Die wenigen Vorbereitungen waren bald getroffen, es galt ja hier auch nur eine kurze Fahrt und schnelle Rückkehr; nur etwas gab ihm die Mutter noch mit, das sie schon seit vielen Jahren für ihr Kind bestimmt, dessen Absendung sie aber bis jetzt noch immer verschoben hatte – ihr Bild. Ein junger deutscher Maler, der vor einigen Jahren mehre Monate lang bei ihnen gewohnt und dort krank geworden war, hatte aus Dankbarkeit für die treue Pflege der guten Leute, die Miniaturbilder der Beiden gemalt und ihnen zum Andenken zurückgelassen, und das ihre schickte jetzt die Mutter dem Kinde.
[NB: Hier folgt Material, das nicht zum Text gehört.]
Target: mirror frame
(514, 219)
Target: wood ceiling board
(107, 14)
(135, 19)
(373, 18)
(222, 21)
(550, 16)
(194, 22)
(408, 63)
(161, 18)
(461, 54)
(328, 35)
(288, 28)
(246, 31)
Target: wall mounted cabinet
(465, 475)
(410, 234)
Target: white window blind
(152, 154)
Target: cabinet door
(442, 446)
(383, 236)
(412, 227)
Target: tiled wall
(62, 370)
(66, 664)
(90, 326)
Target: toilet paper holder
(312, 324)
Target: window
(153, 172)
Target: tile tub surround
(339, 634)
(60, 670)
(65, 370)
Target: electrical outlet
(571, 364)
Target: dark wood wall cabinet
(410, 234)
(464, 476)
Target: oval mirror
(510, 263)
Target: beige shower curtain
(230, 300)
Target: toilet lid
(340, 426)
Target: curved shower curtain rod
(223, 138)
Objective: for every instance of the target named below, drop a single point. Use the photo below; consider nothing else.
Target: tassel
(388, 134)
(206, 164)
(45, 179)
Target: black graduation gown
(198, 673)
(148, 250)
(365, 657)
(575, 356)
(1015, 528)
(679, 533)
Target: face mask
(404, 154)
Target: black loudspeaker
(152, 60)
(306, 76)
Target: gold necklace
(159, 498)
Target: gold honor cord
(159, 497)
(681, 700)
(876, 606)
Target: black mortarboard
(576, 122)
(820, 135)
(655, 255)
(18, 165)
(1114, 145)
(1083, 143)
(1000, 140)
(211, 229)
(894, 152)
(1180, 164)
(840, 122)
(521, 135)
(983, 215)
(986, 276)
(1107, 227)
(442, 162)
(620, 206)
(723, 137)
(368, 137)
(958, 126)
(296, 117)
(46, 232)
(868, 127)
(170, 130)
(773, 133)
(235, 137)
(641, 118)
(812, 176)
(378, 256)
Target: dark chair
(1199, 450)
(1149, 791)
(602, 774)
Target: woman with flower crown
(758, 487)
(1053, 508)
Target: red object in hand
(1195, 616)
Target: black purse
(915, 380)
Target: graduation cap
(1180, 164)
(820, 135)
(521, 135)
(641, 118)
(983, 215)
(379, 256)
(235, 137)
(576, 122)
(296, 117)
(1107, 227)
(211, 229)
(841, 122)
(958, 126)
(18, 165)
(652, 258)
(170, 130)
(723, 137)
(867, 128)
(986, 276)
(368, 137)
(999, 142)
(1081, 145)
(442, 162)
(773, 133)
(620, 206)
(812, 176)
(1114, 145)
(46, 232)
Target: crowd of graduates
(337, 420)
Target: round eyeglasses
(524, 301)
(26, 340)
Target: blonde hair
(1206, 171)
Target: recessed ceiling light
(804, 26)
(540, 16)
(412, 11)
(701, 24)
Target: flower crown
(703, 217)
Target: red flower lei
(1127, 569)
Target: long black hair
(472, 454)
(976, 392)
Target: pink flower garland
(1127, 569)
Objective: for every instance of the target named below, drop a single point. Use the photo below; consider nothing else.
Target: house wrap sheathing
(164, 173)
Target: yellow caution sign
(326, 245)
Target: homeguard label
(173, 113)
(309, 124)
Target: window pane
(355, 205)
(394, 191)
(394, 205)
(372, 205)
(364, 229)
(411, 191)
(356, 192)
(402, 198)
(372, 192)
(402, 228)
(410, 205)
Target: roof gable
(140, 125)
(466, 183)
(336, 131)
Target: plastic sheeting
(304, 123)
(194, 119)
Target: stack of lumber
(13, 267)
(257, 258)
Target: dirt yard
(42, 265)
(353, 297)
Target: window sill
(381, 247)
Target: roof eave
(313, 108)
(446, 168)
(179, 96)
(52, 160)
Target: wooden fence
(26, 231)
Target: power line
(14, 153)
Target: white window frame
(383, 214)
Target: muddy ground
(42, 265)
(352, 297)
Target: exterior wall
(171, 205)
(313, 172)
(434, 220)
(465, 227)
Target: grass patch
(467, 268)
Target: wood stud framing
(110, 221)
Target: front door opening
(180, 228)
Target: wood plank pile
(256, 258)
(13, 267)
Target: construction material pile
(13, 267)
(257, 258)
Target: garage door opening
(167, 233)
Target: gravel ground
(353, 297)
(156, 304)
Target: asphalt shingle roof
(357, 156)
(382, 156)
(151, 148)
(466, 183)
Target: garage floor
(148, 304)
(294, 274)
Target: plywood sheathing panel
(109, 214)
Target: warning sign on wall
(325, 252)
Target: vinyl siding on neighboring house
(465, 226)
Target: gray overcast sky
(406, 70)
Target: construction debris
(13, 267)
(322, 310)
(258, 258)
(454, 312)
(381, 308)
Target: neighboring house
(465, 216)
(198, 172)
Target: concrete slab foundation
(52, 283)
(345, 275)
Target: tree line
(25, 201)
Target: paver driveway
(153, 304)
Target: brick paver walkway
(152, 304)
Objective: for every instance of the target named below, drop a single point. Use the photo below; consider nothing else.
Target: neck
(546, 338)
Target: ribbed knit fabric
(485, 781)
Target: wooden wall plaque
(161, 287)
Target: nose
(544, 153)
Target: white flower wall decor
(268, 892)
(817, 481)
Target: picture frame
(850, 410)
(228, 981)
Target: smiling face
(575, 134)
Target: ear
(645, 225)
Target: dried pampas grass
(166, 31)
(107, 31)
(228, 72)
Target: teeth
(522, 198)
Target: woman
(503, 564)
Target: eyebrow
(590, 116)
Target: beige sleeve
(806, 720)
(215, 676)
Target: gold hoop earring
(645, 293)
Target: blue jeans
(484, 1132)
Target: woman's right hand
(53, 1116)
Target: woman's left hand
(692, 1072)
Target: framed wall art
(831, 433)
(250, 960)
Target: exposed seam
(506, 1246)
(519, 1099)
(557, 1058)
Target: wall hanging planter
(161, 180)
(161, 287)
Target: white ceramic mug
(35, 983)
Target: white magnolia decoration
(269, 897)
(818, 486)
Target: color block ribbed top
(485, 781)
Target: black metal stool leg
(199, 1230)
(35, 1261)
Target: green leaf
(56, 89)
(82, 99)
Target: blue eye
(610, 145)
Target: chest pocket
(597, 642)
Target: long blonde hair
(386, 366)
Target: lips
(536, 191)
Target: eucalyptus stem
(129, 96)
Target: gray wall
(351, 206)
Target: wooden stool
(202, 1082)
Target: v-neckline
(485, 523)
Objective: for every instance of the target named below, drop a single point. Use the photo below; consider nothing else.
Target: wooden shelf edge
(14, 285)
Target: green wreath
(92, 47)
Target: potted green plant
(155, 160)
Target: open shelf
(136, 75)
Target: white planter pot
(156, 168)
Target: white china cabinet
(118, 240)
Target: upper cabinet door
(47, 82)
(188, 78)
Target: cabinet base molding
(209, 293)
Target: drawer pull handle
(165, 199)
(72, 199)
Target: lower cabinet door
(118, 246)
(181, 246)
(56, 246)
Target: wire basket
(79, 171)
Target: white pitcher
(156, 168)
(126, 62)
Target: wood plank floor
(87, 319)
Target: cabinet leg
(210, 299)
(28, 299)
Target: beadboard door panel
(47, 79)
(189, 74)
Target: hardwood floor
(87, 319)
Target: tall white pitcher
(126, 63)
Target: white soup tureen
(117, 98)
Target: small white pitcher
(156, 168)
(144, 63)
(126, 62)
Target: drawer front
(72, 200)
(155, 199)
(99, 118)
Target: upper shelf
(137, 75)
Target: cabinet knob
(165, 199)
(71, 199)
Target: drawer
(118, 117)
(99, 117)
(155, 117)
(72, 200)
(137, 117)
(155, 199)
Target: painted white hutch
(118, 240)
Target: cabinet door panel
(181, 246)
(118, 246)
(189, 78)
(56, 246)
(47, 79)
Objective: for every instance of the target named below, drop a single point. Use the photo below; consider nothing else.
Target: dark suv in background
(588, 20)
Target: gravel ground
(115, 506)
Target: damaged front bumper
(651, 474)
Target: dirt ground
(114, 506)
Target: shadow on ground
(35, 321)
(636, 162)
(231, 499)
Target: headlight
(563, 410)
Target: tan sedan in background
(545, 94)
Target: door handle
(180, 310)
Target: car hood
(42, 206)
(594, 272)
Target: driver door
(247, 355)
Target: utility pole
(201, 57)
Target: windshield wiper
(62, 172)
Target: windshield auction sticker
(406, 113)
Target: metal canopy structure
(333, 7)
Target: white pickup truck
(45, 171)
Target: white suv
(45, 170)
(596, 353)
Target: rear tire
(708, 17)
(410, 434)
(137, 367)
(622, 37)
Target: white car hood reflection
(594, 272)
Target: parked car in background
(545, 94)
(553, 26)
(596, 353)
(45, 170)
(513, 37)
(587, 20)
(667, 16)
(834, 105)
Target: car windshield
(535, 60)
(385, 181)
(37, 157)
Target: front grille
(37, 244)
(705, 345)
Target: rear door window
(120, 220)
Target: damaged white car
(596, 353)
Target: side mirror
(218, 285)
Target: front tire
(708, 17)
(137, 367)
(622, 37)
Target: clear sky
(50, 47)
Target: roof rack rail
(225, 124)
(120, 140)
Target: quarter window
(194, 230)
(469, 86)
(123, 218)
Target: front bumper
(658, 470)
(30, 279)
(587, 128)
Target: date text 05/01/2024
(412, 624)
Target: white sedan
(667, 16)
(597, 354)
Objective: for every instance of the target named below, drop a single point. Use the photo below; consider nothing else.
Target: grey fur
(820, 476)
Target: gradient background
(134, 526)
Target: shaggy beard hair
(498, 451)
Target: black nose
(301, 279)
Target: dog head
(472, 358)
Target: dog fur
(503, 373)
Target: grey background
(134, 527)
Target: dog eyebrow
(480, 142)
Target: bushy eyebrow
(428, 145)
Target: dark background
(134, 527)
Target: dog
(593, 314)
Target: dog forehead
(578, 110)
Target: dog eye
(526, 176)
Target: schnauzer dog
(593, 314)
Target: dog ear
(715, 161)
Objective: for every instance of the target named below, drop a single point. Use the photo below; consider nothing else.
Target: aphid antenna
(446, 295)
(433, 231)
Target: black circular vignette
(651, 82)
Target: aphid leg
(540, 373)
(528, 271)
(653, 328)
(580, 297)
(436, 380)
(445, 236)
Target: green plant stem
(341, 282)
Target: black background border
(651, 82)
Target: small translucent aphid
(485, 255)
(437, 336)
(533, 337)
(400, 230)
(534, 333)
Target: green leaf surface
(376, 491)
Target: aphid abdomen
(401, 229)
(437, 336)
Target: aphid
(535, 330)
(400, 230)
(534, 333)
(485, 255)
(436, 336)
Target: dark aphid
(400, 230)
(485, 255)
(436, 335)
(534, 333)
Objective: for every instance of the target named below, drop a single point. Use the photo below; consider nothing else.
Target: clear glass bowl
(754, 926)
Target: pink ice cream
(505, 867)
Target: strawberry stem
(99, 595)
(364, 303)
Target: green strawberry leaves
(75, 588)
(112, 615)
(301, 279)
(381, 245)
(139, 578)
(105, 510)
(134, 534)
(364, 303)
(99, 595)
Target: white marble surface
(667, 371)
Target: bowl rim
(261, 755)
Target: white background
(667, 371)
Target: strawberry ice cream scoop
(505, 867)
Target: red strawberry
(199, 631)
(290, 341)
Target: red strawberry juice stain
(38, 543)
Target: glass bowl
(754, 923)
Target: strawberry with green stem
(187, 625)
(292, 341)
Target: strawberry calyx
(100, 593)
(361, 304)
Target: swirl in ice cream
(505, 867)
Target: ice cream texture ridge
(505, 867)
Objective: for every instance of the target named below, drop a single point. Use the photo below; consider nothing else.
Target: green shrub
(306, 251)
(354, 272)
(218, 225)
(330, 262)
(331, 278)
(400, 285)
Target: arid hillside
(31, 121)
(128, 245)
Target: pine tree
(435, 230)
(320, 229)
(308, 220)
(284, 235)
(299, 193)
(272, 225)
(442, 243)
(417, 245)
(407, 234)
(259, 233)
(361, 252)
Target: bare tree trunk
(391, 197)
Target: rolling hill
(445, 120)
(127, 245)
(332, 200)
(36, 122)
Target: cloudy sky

Warum? wußte sie selber nicht, erwartete sie ja doch das Heißgeliebte in wenigen Tagen, dennoch trug sie dem Vater auf, die Ablieferung desselben ja nicht zu vergessen, und es war fast, als ob sie mit dem Bewußtsein, daß es bald in den Händen ihrer Louise sein werde, auch ruhiger würde, und der Zukunft gefaßter entgegensähe.

Schwabe schiffte sich auf dem nächsten, stromaufgehenden Dampfboote ein, ging mit diesem bis nach Kairo, der Mündung des Ohio, benutzte von hier aus ein anderes, das gerade Fracht für Pittsburg einnahm, und betrat neun Tage später die Stadt wieder, in der er vor vierzehn Jahren, ein armer heimathloser Auswanderer, gelandet war, und zuerst Schutz und Aufnahme gefunden hatte.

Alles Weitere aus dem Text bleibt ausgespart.